Is Barnes & Noble’s 10.8% Yield Too Good To Be True?

Barnes & Noble Inc (NYSE:BKS) is a dividend stock that’s offering a sky-high yield of just under 11% right now. The big question is whether it’s due for a cut and whether investors can count on dividend payments remaining intact. Normally, once you see a yield climb over 6% that’s already going to send warning signs for some investors, so an 11% yield will have more than a few skeptics.

A big reason the yield is so high is that year to date, Barnes & Noble has seen its stock plummet by 24%. If the stock price was closer to around the $7 that it started the year at, the yield would be closer to 8.5%. Although that’s still high, it looks a lot more realistic.

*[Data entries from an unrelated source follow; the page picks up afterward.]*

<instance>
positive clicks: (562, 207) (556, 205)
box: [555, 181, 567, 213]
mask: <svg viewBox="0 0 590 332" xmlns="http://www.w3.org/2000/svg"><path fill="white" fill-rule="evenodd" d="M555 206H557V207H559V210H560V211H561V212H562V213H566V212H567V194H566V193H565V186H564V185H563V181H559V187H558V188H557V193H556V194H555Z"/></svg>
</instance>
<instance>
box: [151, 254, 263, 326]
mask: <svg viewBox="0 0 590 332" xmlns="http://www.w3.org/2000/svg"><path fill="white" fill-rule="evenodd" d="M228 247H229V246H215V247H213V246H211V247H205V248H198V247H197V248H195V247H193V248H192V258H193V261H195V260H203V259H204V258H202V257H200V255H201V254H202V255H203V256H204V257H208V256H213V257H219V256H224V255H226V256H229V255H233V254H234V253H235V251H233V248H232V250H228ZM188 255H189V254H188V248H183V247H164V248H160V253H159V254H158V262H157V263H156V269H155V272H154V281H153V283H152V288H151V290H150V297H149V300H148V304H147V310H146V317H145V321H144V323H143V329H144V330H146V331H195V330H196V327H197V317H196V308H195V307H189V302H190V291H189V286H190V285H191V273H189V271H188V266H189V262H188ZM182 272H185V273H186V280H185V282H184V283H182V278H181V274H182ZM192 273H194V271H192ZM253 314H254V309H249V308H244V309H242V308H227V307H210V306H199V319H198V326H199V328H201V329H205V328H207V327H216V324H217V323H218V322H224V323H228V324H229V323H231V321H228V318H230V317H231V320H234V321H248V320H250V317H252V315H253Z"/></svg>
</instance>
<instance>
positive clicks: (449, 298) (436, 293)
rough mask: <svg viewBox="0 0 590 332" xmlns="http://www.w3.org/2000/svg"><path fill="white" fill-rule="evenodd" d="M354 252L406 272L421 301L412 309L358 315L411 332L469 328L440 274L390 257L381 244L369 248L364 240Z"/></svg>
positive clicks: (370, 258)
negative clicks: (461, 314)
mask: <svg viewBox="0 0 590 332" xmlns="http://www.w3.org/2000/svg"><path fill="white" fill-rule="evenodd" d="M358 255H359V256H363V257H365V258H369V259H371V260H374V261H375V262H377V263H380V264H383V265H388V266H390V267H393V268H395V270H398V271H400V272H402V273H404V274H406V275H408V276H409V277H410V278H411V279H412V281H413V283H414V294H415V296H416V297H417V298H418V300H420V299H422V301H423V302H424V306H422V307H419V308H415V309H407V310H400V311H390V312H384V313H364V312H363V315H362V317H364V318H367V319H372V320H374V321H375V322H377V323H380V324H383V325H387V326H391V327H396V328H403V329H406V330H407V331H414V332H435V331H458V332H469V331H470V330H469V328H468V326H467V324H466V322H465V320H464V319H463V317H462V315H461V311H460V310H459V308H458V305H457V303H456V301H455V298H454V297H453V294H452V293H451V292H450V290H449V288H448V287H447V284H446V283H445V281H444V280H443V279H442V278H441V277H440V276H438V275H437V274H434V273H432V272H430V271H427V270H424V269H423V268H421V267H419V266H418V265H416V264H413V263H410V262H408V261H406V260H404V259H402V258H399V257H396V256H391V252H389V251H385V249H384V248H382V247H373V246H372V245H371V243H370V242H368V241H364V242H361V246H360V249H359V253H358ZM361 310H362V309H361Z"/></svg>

Another problem is that current dividend payments of 60 cents per share per year are well in excess of the company’s earnings per share of just two cents in the trailing twelve months. And in three of the past five years, Barnes & Noble has finished in the red. The company has had negative free cash flow in the past year as well.

Overall, there’s not a lot of reason to be excited about this yield. It’s certainly high, but it’s not a quality payout that investors can rely on. With sales not showing any growth in the company’s most recent quarter and a tight bottom line, sooner or later Barnes & Noble might have to look at cutting or eliminating those dividend payments to help improve it’s long-term prospects.